The CVar function is rather limited at this stage, and will only handle cross-validation for models computed using nnetar. If there is enough interest, I might add more functionality at a later stage.

### Time series cross-validation

In this procedure, there is a series of test sets, each consisting of a single observation. The corresponding training set consists only of observations that occurred prior to the observation that forms the test set. Thus, no future observations can be used in constructing the forecast. The following diagram illustrates the series of training and test sets, where the blue observations form the training sets, and the red observations form the test sets.

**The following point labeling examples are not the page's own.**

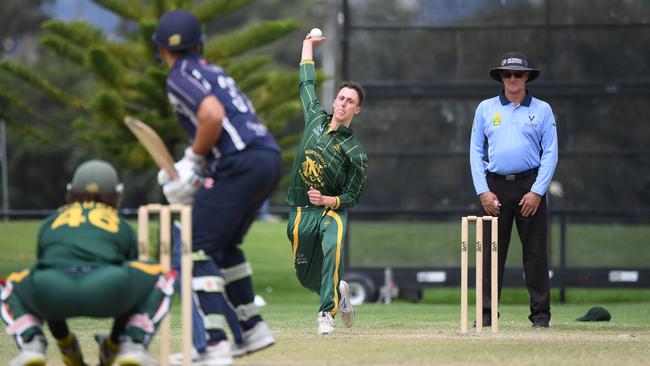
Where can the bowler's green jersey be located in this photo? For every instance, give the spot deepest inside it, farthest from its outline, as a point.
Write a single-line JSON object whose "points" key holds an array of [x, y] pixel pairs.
{"points": [[333, 162]]}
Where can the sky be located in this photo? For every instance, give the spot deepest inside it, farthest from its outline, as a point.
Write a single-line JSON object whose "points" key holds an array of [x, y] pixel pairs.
{"points": [[74, 9]]}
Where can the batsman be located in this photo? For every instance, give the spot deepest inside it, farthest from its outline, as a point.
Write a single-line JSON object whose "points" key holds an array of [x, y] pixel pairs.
{"points": [[327, 178]]}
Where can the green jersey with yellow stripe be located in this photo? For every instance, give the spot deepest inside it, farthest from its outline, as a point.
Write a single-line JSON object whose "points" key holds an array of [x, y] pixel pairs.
{"points": [[333, 162], [83, 233]]}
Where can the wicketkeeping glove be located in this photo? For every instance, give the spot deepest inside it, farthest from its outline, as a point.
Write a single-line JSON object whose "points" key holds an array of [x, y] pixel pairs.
{"points": [[190, 161], [189, 169]]}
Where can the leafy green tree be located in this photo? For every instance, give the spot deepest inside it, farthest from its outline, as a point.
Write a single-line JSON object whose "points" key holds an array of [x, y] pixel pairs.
{"points": [[127, 80]]}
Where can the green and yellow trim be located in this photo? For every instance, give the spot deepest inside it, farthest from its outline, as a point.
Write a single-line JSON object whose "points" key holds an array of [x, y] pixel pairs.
{"points": [[339, 245], [18, 276], [148, 268], [296, 225]]}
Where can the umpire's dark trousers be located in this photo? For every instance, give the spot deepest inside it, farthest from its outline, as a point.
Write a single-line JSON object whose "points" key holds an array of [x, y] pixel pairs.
{"points": [[533, 233]]}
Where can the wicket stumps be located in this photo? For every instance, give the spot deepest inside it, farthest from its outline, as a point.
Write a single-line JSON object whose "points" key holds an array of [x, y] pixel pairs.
{"points": [[464, 272], [165, 249]]}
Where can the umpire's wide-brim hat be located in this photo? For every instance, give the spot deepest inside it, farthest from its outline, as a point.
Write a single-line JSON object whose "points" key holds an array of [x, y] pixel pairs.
{"points": [[515, 61]]}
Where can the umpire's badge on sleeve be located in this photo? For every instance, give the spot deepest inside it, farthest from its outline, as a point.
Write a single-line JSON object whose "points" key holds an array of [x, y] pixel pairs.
{"points": [[497, 119]]}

The forecast accuracy is computed by averaging over the test sets. This procedure is sometimes known as “evaluation on a rolling forecasting origin” because the “origin” at which the forecast is based rolls forward in time.

With time series forecasting, one-step forecasts may not be as relevant as multi-step forecasts. In this case, the cross-validation procedure based on a rolling forecasting origin can be modified to allow multi-step errors to be used. Suppose that we are interested in models that produce good 4-step-ahead forecasts. Then the corresponding diagram is shown below.

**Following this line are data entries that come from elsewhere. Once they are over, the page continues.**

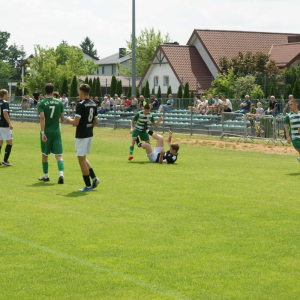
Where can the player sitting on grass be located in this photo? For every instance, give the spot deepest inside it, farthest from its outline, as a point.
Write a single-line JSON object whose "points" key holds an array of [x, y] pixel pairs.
{"points": [[51, 111], [292, 126], [139, 126], [158, 155]]}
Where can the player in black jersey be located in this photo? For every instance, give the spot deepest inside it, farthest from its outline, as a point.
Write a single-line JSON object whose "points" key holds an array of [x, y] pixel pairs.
{"points": [[85, 120], [158, 155], [5, 127]]}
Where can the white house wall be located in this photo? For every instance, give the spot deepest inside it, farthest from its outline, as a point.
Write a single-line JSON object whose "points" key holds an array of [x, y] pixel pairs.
{"points": [[203, 53]]}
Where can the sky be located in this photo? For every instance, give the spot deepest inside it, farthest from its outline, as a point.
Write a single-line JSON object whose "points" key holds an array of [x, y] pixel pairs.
{"points": [[108, 23]]}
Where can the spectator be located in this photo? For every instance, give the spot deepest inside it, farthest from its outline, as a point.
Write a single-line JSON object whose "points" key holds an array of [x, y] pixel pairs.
{"points": [[226, 105], [210, 104], [105, 106], [196, 104], [134, 103], [36, 98], [65, 101], [154, 105], [202, 107], [168, 106], [273, 108], [245, 107]]}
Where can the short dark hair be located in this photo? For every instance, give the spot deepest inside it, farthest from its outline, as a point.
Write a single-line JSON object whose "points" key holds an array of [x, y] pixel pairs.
{"points": [[49, 88], [85, 88], [175, 147]]}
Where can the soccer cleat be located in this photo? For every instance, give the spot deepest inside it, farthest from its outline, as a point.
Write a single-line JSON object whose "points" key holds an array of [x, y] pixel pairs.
{"points": [[61, 180], [96, 181], [86, 189], [44, 179]]}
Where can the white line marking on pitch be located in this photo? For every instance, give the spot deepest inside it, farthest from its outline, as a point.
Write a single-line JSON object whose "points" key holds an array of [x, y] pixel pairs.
{"points": [[145, 284]]}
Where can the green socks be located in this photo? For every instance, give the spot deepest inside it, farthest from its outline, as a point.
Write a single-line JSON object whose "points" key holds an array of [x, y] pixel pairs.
{"points": [[131, 150]]}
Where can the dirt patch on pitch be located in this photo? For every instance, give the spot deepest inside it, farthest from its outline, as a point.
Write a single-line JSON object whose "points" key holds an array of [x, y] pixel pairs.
{"points": [[238, 146]]}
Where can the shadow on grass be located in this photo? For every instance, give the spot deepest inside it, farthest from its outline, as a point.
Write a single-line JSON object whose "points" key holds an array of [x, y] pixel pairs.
{"points": [[41, 183], [294, 174]]}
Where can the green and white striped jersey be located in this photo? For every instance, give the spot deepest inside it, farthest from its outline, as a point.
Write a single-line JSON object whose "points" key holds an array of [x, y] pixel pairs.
{"points": [[293, 120], [141, 120]]}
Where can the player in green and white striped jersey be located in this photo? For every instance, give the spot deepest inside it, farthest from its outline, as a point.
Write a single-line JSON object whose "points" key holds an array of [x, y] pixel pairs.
{"points": [[292, 126], [139, 126]]}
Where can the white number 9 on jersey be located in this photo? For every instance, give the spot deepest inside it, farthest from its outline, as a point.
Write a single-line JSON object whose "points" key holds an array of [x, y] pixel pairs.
{"points": [[91, 115]]}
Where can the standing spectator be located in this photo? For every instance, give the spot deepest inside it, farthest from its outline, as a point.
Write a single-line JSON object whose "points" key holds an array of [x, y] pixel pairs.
{"points": [[273, 107], [168, 106], [105, 106], [65, 101], [226, 104], [36, 98], [154, 105], [197, 102], [245, 107]]}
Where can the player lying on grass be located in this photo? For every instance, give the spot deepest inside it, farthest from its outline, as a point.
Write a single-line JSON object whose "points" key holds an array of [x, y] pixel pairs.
{"points": [[139, 126], [85, 120], [292, 126], [158, 155]]}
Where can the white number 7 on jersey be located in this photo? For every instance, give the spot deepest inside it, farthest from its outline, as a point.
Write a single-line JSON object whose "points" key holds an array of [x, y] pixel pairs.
{"points": [[53, 109]]}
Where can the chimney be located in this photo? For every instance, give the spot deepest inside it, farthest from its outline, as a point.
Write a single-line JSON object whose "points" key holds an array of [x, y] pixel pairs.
{"points": [[294, 39], [121, 52]]}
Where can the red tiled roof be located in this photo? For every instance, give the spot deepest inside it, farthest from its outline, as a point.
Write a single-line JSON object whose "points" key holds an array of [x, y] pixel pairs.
{"points": [[186, 63], [285, 54], [227, 43]]}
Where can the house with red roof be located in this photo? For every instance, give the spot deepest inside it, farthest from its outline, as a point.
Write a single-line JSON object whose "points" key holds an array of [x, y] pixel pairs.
{"points": [[197, 62]]}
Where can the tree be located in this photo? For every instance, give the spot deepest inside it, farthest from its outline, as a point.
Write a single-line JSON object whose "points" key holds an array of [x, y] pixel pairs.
{"points": [[113, 86], [169, 91], [88, 46], [146, 45], [129, 93], [186, 93], [64, 89], [296, 90], [147, 90], [98, 91], [74, 87], [159, 92], [179, 92]]}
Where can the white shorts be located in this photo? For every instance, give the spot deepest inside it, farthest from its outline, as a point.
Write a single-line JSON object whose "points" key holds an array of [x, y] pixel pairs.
{"points": [[5, 134], [83, 146], [153, 155]]}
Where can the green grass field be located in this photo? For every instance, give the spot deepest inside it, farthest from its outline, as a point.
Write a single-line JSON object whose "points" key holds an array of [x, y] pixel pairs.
{"points": [[219, 224]]}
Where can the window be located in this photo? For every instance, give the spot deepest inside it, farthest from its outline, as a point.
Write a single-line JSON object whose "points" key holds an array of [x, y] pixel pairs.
{"points": [[166, 80]]}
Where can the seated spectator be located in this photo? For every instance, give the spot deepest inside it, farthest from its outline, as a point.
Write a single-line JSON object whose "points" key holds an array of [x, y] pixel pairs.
{"points": [[210, 104], [134, 104], [65, 101], [273, 108], [196, 104], [168, 106], [225, 106], [245, 107], [154, 105], [105, 106]]}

Time series cross validation is implemented with the tsCV function. In the following example, we compare the residual RMSE with the RMSE obtained via time series cross-validation.

 library(fpp) e <- tsCV(dj, rwf, drift=TRUE, h=1) sqrt(mean(e^2, na.rm=TRUE)) ## [1] 22.68249 sqrt(mean(residuals(rwf(dj, drift=TRUE))^2, na.rm=TRUE)) ## [1] 22.49681

Here I apply a random walk with drift to the Dow-Jones index time series dj. The first calculation implements a one-step time series cross-validation where the drift parameter is re-estimated at every forecast origin. The second calculation estimates the drift parameter once for the whole data set, and then computes the RMSE from the one-step forecasts. As expected, the RMSE from the residuals is smaller, as the corresponding “forecasts” are based on a model fitted to the entire data set, rather than being true forecasts.

The tsCV function is very general, and will work for any forecasting function that returns an object of class forecast. You don’t even have to specify the minimum sample size for model fitting, as it will silently fit models beginning with a single observation, and return a missing value whenever the model cannot be estimated.

These functions are only on the github version for now, but will migrate to CRAN next time I release a new stable version.

### Related Posts:

• juan

Hello. How did you create that plots?

• Just some R code:

par(mar=c(0,0,0,0))
plot(0,0,xlim=c(0,28),ylim=c(0,1),
xaxt=”n”,yaxt=”n”,bty=”n”,xlab=””,ylab=””,type=”n”)
i <- 1
for(j in 1:20)
{
test <- (6+j):26
train = i)
points(test[i], 1-j/20, pch=19, col=”red”)
if(length(test) >= i)
points(test[-i], rep(1-j/20,length(test)-1), pch=19, col=”gray”)
else
points(test, rep(1-j/20,length(test)), pch=19, col=”gray”)
}
text(28,.95,”time”)

• Jason

Hi Professor – Is there any research into if averaging the folds is the best method for summarizing the out-of-sample accuracy (i.e. would using trimmed means (depending on # of folds) or median work?)? Do we need to worry about trends in the OOS accuracy folds (I’m assuming, since the folds are time dependent, that this isn’t an issue for non-TS CV)?

• 1. “Best” depends on your optimization criterion. Normally MSE is used because we are wanting to minimize MSE. But if you had some other objective, you would need to adapt your accuracy measure accordingly.
2. Yes, it is worth looking at the stationarity properties of the TSCV errors. e.g., plot them over time and see if there are heteroskedastic patterns.

• Ross

Hi Professor
How to run both of the function “CVar” and “tsCV”?

• Tetsuya

Dear Prof. Hyndman,
I tried ets to some time series and met one seasonal monthly time series whose 12 months ahead forecasts are just the same as those results from s_naive method. Could you please explain why this happened? Thank you!

• snaive is a special case of an ETS model.

• Tetsuya

Thank you so much.
I tried another time series but its ets 12 months ahead forecasts are not same as forecasts of snaive method. Could you please tell me in what conditions this happens?